J’ai parlé avec plusieurs résidents qui vivaient dans l’immeuble en 1985. Beaucoup luttent encore avec la culpabilité et des questions sans réponse. « Nous nous demandons tous si nous avons vu quelque chose sans réaliser que c’était important, » a déclaré Margaret Holloway, qui vit dans l’immeuble depuis 1982. « Ai-je croisé le responsable dans le couloir ce jour-là? Ai-je manqué quelque chose qui aurait pu la sauver? »
Alors que l’enquête se poursuit, les enquêteurs restent prudemment optimistes que les techniques médico-légales avancées pourraient finalement apporter une résolution. Des affaires non résolues à travers l’Amérique du Nord ont été élucidées des décennies plus tard grâce à une enquête persistante et aux avancées technologiques. L’Unité des affaires non résolues de la Police de Toronto examine le dossier de Nicole chaque trimestre, s’assurant qu’il ne soit jamais vraiment abandonné.
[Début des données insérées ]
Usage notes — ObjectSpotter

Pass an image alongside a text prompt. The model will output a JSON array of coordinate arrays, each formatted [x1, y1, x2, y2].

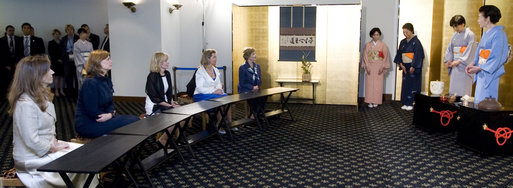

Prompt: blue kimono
[[474, 25, 508, 104], [237, 61, 267, 114], [394, 36, 424, 106]]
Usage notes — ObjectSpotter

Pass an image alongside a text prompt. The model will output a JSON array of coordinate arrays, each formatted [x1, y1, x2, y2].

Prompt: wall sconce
[[169, 4, 183, 14], [123, 1, 136, 12]]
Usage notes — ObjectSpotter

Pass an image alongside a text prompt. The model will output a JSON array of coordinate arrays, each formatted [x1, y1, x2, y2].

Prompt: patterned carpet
[[0, 97, 513, 187]]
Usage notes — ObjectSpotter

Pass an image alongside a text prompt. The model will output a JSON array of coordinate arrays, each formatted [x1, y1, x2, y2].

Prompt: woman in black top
[[145, 52, 184, 147], [48, 29, 66, 97]]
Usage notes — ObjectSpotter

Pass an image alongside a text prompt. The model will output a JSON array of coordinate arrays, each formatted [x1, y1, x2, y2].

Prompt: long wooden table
[[38, 87, 298, 187], [38, 135, 146, 188]]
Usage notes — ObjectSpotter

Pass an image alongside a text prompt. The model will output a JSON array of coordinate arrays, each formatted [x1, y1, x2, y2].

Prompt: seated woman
[[193, 49, 234, 134], [145, 52, 185, 147], [8, 56, 98, 187], [75, 50, 139, 138], [237, 47, 267, 118]]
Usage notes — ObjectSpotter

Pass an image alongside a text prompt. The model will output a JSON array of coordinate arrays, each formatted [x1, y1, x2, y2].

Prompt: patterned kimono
[[444, 28, 476, 96], [394, 36, 424, 106], [362, 40, 390, 104], [474, 25, 508, 104]]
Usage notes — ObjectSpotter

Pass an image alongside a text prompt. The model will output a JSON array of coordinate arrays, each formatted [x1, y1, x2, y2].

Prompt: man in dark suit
[[0, 25, 20, 100], [80, 24, 100, 50], [16, 23, 46, 57], [61, 24, 79, 95]]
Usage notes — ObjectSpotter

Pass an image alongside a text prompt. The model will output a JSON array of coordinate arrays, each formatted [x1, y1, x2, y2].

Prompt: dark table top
[[109, 113, 190, 136], [207, 87, 298, 102], [38, 135, 147, 173], [163, 100, 226, 115]]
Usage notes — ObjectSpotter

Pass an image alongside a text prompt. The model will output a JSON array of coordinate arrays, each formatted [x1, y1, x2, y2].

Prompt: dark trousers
[[401, 64, 422, 106], [64, 57, 78, 95]]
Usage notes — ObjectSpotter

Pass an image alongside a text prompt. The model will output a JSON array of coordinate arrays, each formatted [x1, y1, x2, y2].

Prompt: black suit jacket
[[61, 35, 79, 63], [88, 33, 100, 50], [15, 36, 46, 59]]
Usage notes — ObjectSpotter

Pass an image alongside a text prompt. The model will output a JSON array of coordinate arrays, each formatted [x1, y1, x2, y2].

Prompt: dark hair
[[479, 5, 502, 24], [369, 27, 381, 38], [5, 25, 14, 31], [21, 22, 32, 29], [77, 28, 87, 35], [403, 23, 415, 33], [449, 15, 467, 27]]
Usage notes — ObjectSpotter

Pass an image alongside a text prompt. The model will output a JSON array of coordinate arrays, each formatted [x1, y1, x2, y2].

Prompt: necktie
[[23, 36, 30, 56], [9, 36, 14, 53]]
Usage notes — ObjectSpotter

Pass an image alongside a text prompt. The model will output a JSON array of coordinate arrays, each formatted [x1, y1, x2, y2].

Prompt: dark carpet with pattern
[[0, 97, 513, 187]]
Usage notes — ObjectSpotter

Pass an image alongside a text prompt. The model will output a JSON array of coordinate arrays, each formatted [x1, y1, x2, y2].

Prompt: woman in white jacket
[[8, 56, 98, 187], [193, 49, 237, 134]]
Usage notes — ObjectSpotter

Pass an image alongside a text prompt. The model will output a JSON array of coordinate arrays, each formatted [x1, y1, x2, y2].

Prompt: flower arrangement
[[301, 52, 312, 74]]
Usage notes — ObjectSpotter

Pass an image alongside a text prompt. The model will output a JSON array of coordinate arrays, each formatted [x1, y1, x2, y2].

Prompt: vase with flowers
[[301, 52, 312, 82]]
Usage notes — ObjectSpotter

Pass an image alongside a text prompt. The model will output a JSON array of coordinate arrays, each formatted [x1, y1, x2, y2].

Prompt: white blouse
[[194, 66, 223, 94]]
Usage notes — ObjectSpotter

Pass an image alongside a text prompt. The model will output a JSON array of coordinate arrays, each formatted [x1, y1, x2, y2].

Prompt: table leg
[[178, 122, 196, 158], [312, 83, 315, 104], [164, 124, 186, 163], [219, 104, 233, 140], [59, 172, 75, 188], [280, 91, 294, 121]]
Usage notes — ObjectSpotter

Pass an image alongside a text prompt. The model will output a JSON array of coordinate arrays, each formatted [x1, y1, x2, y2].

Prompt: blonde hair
[[7, 55, 53, 116], [242, 47, 256, 61], [85, 50, 109, 78], [150, 52, 169, 72], [200, 49, 217, 68]]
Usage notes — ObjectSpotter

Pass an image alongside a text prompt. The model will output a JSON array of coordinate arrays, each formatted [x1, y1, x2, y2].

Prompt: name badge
[[452, 46, 467, 59], [479, 49, 491, 65], [367, 51, 384, 61], [402, 52, 413, 63]]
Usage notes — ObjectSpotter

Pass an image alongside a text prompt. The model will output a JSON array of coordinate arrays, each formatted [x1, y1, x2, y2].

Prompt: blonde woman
[[145, 52, 185, 148], [75, 50, 139, 138], [8, 56, 98, 187], [193, 49, 234, 134]]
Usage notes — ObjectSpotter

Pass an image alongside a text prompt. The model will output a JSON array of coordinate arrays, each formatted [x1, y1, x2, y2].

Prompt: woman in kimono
[[9, 56, 98, 188], [466, 5, 508, 104], [362, 27, 390, 108], [394, 23, 424, 110], [444, 15, 475, 96]]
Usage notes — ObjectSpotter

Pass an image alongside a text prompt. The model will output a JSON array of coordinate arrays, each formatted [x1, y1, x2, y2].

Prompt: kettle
[[477, 97, 503, 111]]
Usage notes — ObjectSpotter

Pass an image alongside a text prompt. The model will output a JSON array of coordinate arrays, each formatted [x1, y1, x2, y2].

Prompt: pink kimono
[[362, 40, 390, 104]]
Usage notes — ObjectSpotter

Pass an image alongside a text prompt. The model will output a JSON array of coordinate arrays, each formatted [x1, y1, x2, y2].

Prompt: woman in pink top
[[362, 27, 390, 108]]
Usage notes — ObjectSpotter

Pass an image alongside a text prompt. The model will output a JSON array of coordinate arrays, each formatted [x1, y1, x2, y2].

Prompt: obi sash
[[452, 46, 467, 59], [402, 52, 413, 63], [80, 52, 91, 62], [367, 51, 385, 61], [479, 49, 491, 65]]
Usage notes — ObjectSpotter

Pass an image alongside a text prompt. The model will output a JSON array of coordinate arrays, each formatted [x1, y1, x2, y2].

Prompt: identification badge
[[402, 52, 413, 63], [479, 49, 491, 65]]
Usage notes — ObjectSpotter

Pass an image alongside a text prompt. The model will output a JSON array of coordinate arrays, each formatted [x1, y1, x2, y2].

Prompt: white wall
[[359, 0, 402, 98], [0, 0, 107, 50]]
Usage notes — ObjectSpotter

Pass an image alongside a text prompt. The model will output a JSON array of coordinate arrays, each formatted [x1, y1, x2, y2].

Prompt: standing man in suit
[[100, 24, 112, 79], [61, 24, 79, 95], [80, 24, 100, 50], [0, 25, 20, 100], [19, 22, 46, 59]]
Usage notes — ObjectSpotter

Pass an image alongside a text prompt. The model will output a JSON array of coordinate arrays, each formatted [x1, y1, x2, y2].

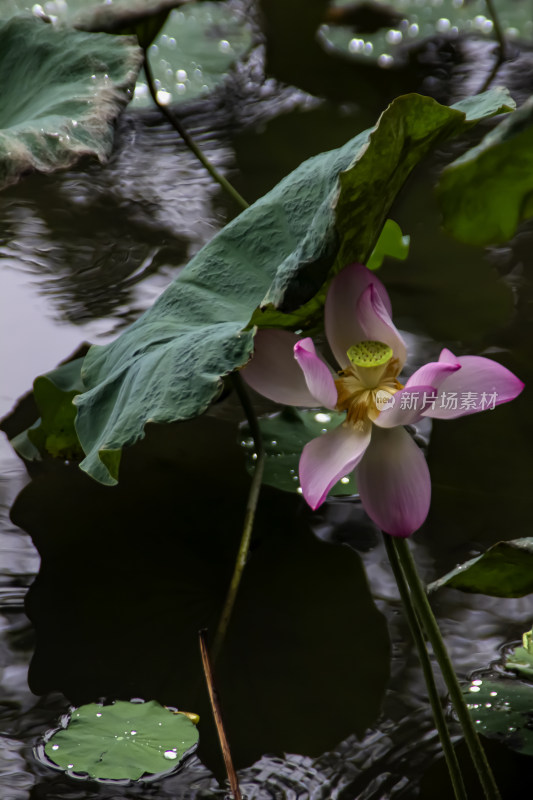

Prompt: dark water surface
[[0, 7, 533, 800]]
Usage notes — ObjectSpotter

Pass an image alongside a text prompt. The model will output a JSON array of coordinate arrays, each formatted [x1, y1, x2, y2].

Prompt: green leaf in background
[[39, 90, 507, 484], [505, 631, 533, 681], [437, 98, 533, 245], [428, 537, 533, 597], [0, 17, 142, 188], [11, 358, 85, 461], [465, 680, 533, 755], [366, 219, 411, 269], [44, 700, 198, 780], [240, 408, 357, 495]]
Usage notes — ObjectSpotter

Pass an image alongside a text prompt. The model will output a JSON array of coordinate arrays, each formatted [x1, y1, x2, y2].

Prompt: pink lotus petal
[[375, 386, 436, 428], [357, 426, 431, 536], [324, 264, 392, 369], [241, 330, 320, 408], [439, 347, 459, 364], [300, 424, 371, 510], [356, 284, 407, 369], [294, 338, 337, 408], [424, 350, 524, 419], [405, 356, 461, 389]]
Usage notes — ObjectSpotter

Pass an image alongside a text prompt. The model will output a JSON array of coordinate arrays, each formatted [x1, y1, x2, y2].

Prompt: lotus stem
[[211, 372, 265, 663], [393, 538, 501, 800], [144, 50, 250, 210], [383, 533, 468, 800], [198, 630, 242, 800]]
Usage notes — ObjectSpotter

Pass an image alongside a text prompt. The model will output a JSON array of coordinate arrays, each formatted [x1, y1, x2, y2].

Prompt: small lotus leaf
[[366, 219, 410, 269], [0, 17, 142, 188], [437, 98, 533, 245], [240, 408, 357, 495], [16, 90, 512, 484], [44, 700, 198, 780], [428, 537, 533, 597]]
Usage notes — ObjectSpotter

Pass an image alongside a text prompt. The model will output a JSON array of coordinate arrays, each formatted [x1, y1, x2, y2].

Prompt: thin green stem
[[144, 50, 249, 214], [383, 533, 468, 800], [211, 372, 265, 663], [393, 538, 501, 800]]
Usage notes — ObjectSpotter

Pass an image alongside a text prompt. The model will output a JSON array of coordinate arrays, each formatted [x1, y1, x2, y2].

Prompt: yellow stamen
[[335, 341, 403, 429]]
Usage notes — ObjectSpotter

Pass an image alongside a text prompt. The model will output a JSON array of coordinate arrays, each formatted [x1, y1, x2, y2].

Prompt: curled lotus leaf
[[12, 89, 512, 484], [0, 16, 142, 188]]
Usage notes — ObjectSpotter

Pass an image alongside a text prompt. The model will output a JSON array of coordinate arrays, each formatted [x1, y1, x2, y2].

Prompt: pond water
[[0, 1, 533, 800]]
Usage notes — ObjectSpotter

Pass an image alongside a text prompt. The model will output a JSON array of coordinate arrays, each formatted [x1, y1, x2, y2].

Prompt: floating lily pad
[[44, 700, 198, 780], [0, 17, 142, 188], [65, 90, 512, 484], [437, 98, 533, 245], [240, 408, 357, 495], [428, 537, 533, 597], [2, 0, 184, 33], [367, 219, 411, 269], [465, 680, 533, 756]]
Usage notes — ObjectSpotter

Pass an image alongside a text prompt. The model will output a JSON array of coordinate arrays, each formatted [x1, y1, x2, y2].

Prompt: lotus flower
[[243, 264, 524, 536]]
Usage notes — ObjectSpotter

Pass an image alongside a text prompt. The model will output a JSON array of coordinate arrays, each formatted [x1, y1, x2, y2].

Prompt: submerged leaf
[[44, 700, 198, 780], [505, 631, 533, 680], [11, 358, 85, 461], [437, 98, 533, 245], [0, 17, 142, 188], [428, 537, 533, 597], [465, 680, 533, 756], [57, 91, 503, 484], [240, 408, 357, 496]]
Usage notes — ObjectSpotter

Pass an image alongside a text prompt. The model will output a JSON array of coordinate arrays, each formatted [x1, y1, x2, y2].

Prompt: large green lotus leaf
[[428, 537, 533, 597], [465, 680, 533, 756], [437, 98, 533, 245], [240, 408, 357, 495], [66, 90, 509, 484], [44, 700, 198, 780], [0, 17, 142, 188]]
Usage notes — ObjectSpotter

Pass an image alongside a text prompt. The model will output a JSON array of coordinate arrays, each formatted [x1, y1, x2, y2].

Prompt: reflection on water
[[0, 4, 533, 800]]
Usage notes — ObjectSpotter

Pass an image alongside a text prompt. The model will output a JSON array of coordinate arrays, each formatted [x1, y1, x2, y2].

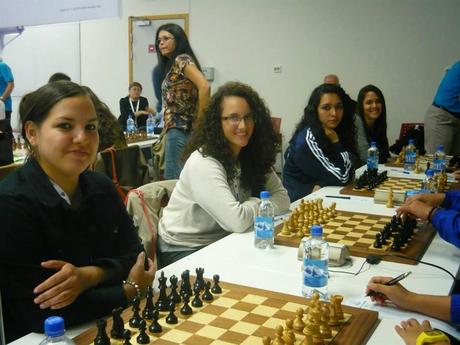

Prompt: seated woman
[[354, 85, 390, 165], [0, 81, 155, 341], [158, 82, 289, 266], [283, 84, 355, 201], [118, 81, 155, 132]]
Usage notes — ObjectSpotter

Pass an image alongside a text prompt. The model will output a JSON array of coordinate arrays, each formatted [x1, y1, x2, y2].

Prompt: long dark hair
[[184, 82, 280, 196], [290, 84, 356, 154], [19, 80, 96, 151], [155, 23, 201, 75], [356, 85, 387, 143]]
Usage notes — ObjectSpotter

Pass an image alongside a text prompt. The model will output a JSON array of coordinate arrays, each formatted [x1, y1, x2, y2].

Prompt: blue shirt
[[434, 61, 460, 117], [0, 61, 14, 111]]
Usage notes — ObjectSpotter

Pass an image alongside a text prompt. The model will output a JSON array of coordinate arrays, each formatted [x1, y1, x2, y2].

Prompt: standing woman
[[283, 84, 355, 201], [155, 24, 209, 179], [0, 81, 154, 342], [158, 82, 289, 267], [354, 85, 390, 164]]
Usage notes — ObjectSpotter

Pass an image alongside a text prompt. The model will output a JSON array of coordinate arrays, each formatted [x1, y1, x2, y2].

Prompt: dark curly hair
[[290, 84, 356, 156], [184, 82, 280, 197], [356, 85, 387, 142]]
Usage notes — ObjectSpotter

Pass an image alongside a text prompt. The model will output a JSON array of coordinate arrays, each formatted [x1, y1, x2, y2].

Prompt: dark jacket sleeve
[[293, 130, 353, 186]]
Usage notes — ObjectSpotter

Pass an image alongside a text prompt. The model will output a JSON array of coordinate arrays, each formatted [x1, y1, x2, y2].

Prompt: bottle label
[[254, 216, 274, 239], [303, 258, 328, 288]]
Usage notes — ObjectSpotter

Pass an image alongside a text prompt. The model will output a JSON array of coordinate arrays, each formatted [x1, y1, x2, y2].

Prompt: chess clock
[[416, 330, 450, 345]]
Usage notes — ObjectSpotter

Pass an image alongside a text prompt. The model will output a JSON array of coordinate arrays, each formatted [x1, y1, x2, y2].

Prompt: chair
[[270, 117, 284, 173], [0, 163, 21, 181], [126, 180, 178, 264], [93, 145, 149, 200]]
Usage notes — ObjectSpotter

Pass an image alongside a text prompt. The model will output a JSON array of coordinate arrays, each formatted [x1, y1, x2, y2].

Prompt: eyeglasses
[[222, 115, 255, 127], [157, 37, 174, 45]]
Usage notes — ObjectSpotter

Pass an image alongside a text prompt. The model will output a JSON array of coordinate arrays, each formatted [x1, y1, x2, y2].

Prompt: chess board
[[74, 282, 378, 345], [275, 210, 436, 265], [340, 177, 426, 198]]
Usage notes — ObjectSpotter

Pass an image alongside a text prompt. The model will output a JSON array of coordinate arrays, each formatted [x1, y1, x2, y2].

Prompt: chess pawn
[[281, 219, 291, 236], [385, 188, 394, 208], [292, 308, 305, 332]]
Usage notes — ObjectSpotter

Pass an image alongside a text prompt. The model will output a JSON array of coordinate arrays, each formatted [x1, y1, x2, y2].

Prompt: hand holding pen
[[366, 272, 411, 308]]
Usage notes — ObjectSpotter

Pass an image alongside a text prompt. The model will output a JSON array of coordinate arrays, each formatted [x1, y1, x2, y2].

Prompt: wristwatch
[[415, 330, 450, 345]]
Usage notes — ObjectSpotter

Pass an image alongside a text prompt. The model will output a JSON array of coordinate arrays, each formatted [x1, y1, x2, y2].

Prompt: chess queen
[[283, 84, 357, 201], [0, 81, 154, 342], [158, 82, 289, 266]]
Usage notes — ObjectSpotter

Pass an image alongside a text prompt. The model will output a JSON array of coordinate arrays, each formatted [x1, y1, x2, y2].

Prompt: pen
[[366, 271, 412, 296], [326, 195, 351, 200]]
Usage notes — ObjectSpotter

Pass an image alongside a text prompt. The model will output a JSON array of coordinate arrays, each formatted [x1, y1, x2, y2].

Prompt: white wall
[[6, 0, 460, 150]]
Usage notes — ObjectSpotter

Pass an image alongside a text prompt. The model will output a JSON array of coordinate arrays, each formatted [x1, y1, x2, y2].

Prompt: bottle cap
[[260, 190, 272, 199], [310, 225, 323, 236], [45, 316, 65, 337]]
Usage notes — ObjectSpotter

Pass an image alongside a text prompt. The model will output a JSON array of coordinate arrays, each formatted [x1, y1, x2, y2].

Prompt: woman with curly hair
[[354, 85, 390, 164], [159, 82, 289, 266], [283, 84, 355, 201]]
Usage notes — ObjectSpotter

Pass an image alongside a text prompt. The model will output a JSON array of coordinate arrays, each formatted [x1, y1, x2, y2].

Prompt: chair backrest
[[126, 180, 178, 262], [94, 145, 149, 197], [0, 163, 21, 181]]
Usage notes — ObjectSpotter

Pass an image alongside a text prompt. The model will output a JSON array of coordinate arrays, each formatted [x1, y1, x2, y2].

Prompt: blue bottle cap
[[310, 225, 323, 236], [260, 190, 272, 199], [45, 316, 65, 337]]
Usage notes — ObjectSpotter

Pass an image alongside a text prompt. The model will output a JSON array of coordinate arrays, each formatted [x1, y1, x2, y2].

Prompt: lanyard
[[129, 98, 141, 114]]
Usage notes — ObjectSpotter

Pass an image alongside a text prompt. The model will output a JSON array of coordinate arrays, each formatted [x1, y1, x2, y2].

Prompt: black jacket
[[0, 159, 142, 341]]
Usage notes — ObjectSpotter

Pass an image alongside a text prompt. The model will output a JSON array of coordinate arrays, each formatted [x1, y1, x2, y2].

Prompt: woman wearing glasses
[[159, 82, 289, 267], [283, 84, 355, 201], [155, 24, 209, 179]]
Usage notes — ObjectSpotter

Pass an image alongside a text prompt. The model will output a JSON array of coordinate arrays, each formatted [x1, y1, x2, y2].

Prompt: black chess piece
[[142, 286, 155, 320], [201, 282, 214, 301], [156, 271, 169, 311], [193, 267, 204, 291], [168, 275, 182, 303], [180, 293, 193, 315], [192, 287, 203, 308], [129, 297, 142, 328], [211, 274, 222, 294], [94, 319, 110, 345], [149, 309, 163, 333], [165, 301, 177, 325], [374, 232, 382, 248], [122, 329, 133, 345], [179, 270, 193, 296], [136, 320, 150, 344], [110, 307, 125, 339]]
Toute personne possédant des informations, aussi insignifiantes qu’elles puissent paraître, est encouragée à contacter la Police de Toronto ou Échec au Crime. Parfois, le plus petit détail – un souvenir qui resurgit après près de quatre décennies – peut être la clé qui déverrouille tout.
Pour l’instant, l’affaire de Nicole Morin reste l’un des mystères les plus persistants du Canada – un douloureux rappel d’un jour d’été en 1985 où une petite fille est partie retrouver une amie et a disparu à jamais.